Capital Markets Update: July 2019

For professional advisers only. Not to be relied upon by retail investors.

Capital Markets Update

 

  • In a nutshell
  • Central banks take centre stage
  • US Q2 earnings solid
  • Pound takes a pounding

 

In a nutshell

 
Equity markets were mixed in July, with most regions posting muted returns compared to earlier this year. Investors wrestled with a number of issues, including Q2 earnings, central bank announcements and a new Prime Minister in the UK. UK large company equities were the standout performer, driven by a weak Sterling.
 

Central banks take centre stage

 
Given the current uncertain economic environment, investors continue to pay close attention to central bankers. At the end of July, the Federal Reserve reduced US interest rates by 0.25%. Whilst the cut was expected, investors were disappointed by the commentary that accompanied the decision. The suggestions that the interest rate cut did not signal the start of a ‘lengthy cutting cycle’, saw equities sell off at the end of the month, an indication that investors were hoping for more accommodative guidance going forwards.

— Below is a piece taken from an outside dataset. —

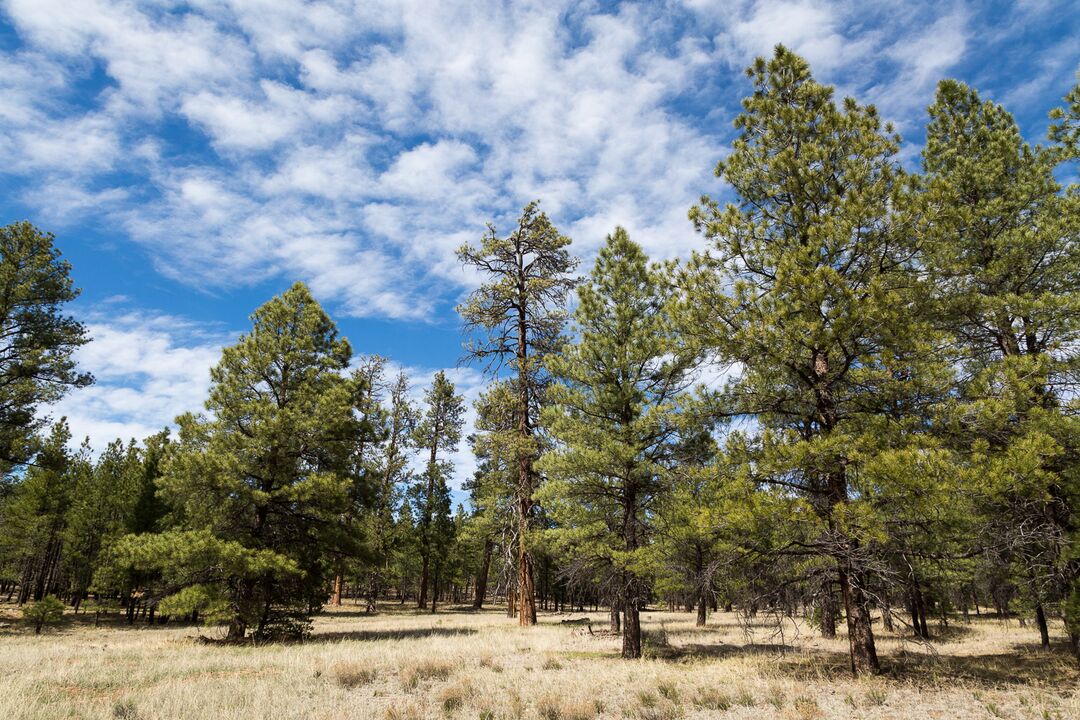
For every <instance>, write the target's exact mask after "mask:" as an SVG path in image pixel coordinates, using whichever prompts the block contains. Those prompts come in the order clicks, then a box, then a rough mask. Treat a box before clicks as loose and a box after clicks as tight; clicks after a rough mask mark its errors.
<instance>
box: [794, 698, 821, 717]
mask: <svg viewBox="0 0 1080 720" xmlns="http://www.w3.org/2000/svg"><path fill="white" fill-rule="evenodd" d="M793 705H794V706H795V714H796V715H797V716H798V718H799V719H800V720H816V718H821V717H824V716H823V715H822V711H821V706H819V705H818V701H815V699H814V698H813V697H808V696H807V695H799V696H798V697H796V698H795V702H794V703H793Z"/></svg>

At the European Central Bank (ECB), Christine Lagarde was nominated to take the reins from Mario Draghi as President in November. Lagarde’s appointment was well received by markets, given her perceived dovishness, and political nous. It is hoped that the ECB will now continue Draghi’s ‘whatever it takes’ stance, and deliver a monetary stimulus package later in the year (through further interest rate cuts or asset purchases). European yields fell in July, although some of this was driven by continued weakness in European manufacturing data.

We welcome central bank intervention to try to support the global economy, given the softness of economic data. Given our belief that we are late cycle, we think sovereign bonds are richly priced at this juncture and maintain a slight underweight, in favor of credit.
 

US Q2 earnings solid

 
By the end of July, 60% of S&P 500 companies had reported their second quarter earnings. Overall, it looks like US companies have achieved low single-digit earnings growth over the period. Approximately, three-quarters of businesses beat analyst earnings estimates.

We are encouraged by this earnings data, however we think it is necessary to take the information with a pinch of salt given the fact that earnings forecasts had been revised downwards going into the period.
 

Pound takes a pounding

 
The British Pound suffered significant depreciation against most major currencies in July, driven by concerns about a No Deal Brexit and further weakness in UK economic data. The Conservative Party’s internal election process concluded in July and as forecast, Boris Johnson emerged the victor. Johnson is attempting to use the threat of a no-deal Brexit to create more leverage in future negotiations with the EU, raising the risk of a disorderly exit on the 31 October. Economic data releases did little to reassure Sterling investors, as retails sales fell in July. Amidst the economic and Brexit gloom, gilt yields continued to tumble.
 

Multi manager team views

 
The negative market reaction to Powell’s comments highlights the fragility of market sentiment and importance of Central Bank policy for future market trajectory. Our view is that an element of caution is warranted on equity markets at this juncture. With regards to bonds, we still maintain a preference for credit over sovereigns.

The current market volatility we are witnessing should create a favorable environment for active fund management, where adopting a diversified investment approach should be rewarded over time. We continue to look to manage our portfolios through the inevitable market ups and downs to deliver a smoother investment journey for our clients.

 

Important information:
For professional advisers only. Not to be relied upon by retail investors. The value of an investment, and any income from it, can fall or rise. Investors may not get back the full amount they invest. Past performance is not a reliable indicator of future results. Personal opinions may change and should not be seen as advice or a recommendation. Issued by Octopus Investments Limited, which is authorised and regulated by the Financial Conduct Authority. Registered office: 33 Holborn, London, EC1N 2HT. Registered in England and Wales No. 03942880. Issued: August 2019. CAM008625.